Old style anti-communism may not be the same thing as post-1989 liberal humanitarianism, but it did arise from an internationalist sensibility: the idea that we should care for foreign others and, more importantly, that our fates and their fates are ultimately linked together. 

Arms-length bombing of Libya was the height of Cameron’s internationalism. Mostly he and his party seek to outdo UKIP in making life difficult for immigrants, exemplifying the new Homeland Politics of the West. 

Foreign students face increasing barriers to studying in the UK, despite bringing much needed revenue; legislation is being proposed to charge tax-paying, legal immigrants for the use of health and social services, effectively double taxing them; work and spousal visas are being limited in number and denied for clerical errors despite opposition from the business sector; and vans paid for by the government roam the streets telling illegal immigrants to go home. 

Cameron also faces a challenge from what passes for the left in the UK. But this is not an internationalist left. The Liberal Democrats and Labour seek various kinds of social welfare and national economy provisions designed to help Britons struggling against the vicissitudes of the globalised, neoliberal economy. 

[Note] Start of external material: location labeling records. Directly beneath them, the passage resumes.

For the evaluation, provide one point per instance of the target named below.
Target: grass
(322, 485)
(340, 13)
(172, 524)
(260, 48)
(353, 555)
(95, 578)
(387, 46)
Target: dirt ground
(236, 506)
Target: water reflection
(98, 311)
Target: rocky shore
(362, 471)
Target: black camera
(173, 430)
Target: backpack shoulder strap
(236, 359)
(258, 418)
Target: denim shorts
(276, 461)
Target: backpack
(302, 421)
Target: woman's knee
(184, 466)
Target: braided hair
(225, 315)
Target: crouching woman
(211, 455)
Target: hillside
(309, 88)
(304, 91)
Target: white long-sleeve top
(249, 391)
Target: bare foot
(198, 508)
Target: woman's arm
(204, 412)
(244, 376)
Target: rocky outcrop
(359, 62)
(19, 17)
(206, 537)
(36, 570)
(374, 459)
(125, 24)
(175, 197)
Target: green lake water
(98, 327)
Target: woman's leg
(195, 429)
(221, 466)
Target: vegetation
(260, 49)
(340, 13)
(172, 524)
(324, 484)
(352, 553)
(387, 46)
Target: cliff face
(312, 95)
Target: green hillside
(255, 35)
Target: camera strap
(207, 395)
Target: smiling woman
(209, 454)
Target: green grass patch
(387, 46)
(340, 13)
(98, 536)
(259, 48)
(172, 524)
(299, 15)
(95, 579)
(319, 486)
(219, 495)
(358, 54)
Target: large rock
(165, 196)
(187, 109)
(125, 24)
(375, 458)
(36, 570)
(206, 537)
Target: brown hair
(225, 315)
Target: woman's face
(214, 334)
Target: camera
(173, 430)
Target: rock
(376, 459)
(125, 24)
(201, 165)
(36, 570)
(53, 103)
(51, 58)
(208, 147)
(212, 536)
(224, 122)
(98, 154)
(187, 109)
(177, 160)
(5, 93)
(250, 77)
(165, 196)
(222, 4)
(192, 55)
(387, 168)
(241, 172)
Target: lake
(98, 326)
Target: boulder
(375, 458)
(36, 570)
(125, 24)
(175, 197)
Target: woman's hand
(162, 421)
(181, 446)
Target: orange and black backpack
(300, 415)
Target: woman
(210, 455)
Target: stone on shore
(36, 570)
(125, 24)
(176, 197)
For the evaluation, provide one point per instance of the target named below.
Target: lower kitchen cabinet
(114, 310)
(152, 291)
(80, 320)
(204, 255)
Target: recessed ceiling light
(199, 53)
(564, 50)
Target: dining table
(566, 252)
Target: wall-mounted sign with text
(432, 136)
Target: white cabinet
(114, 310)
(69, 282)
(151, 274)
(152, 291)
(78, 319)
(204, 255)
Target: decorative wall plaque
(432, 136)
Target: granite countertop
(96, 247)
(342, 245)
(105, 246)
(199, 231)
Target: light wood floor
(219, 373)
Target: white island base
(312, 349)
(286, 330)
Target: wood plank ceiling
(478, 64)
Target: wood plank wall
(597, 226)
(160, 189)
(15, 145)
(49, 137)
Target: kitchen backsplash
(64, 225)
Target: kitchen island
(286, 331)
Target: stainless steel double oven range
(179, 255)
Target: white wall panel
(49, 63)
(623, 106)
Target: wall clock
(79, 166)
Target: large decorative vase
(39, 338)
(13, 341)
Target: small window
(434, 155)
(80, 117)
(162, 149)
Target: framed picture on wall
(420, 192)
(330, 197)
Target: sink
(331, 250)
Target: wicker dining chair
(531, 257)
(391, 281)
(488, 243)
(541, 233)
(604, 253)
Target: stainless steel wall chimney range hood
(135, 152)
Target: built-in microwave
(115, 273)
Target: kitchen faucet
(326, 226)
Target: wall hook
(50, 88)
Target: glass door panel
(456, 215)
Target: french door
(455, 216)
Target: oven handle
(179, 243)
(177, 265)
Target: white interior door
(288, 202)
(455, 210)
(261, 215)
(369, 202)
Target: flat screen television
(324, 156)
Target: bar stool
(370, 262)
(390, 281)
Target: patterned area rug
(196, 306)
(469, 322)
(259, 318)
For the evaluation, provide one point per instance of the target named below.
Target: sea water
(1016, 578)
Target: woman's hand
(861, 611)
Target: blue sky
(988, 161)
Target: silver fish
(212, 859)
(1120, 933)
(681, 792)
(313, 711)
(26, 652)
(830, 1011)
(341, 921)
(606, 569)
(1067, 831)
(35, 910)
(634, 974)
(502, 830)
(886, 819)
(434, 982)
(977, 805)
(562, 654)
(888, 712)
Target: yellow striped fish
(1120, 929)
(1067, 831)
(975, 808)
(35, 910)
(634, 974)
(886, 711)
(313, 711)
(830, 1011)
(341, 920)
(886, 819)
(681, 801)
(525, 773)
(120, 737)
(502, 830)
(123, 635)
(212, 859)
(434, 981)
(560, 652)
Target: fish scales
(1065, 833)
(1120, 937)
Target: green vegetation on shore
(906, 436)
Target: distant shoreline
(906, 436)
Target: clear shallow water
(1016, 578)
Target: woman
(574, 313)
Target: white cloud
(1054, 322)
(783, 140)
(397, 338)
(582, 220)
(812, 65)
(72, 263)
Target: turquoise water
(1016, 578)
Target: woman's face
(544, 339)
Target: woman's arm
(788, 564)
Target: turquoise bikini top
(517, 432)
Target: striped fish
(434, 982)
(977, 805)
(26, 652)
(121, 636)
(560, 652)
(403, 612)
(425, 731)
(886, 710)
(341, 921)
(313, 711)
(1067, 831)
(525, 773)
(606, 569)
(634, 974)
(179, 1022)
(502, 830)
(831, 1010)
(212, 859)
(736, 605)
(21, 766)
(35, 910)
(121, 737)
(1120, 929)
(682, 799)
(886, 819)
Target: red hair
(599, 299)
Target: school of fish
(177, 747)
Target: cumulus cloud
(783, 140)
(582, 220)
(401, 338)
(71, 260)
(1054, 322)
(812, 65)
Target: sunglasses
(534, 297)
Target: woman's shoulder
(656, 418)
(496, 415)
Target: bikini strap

Such policies come in centre-right and centre-left versions, but all are part and parcel of Homeland Politics. The Tories, like their Republican counterparts in the US, seek to assist families, married couples, and small businesses as well as to help home buyers. Labour has gone for hackneyed populist initiatives like proposing to freeze energy prices. Few politicians speak much of the world beyond the Homeland, expect in terms of erecting barriers to protect an increasingly tattered standard of living. 

Obama’s Democrats want to ‘nation-build at home’ rather than abroad. But like Labour, they are shot through with neoliberals from the last century who believe that the main problem the left faces is demonstrating electability through market-friendly policies. This is one reason why the right wing version of Homeland Politics is likely to triumph in the coming years. 

Nowhere outside of UN conference halls and university common rooms are clarion calls heard for international engagement. Indeed, one of the only genuinely popular forms of international politics around these days are those of the Islamist jihad. More hopeful, if only regional in scope, is Latin America’s anti-capitalist populism. 

And so we are faced with the coming spectacle of the world-bestriding West retreating to petty nationalisms and new-fangled racism. Having long ago allowed its economic internationalism to be overtaken by the imperialist pipedreams of liberal interventionism, the establishment left has nothing to offer but warmed over social welfare policies and economic nationalism of its own. 

Welcome to the world of Homeland Politics, an ironic outcome of neoliberal globalisation. 

It is time to imagine new internationalisms and a new global politics for the twenty-first century. 

 

Tarak Barkawi is Reader in the Department of International Relations, London School of Economics.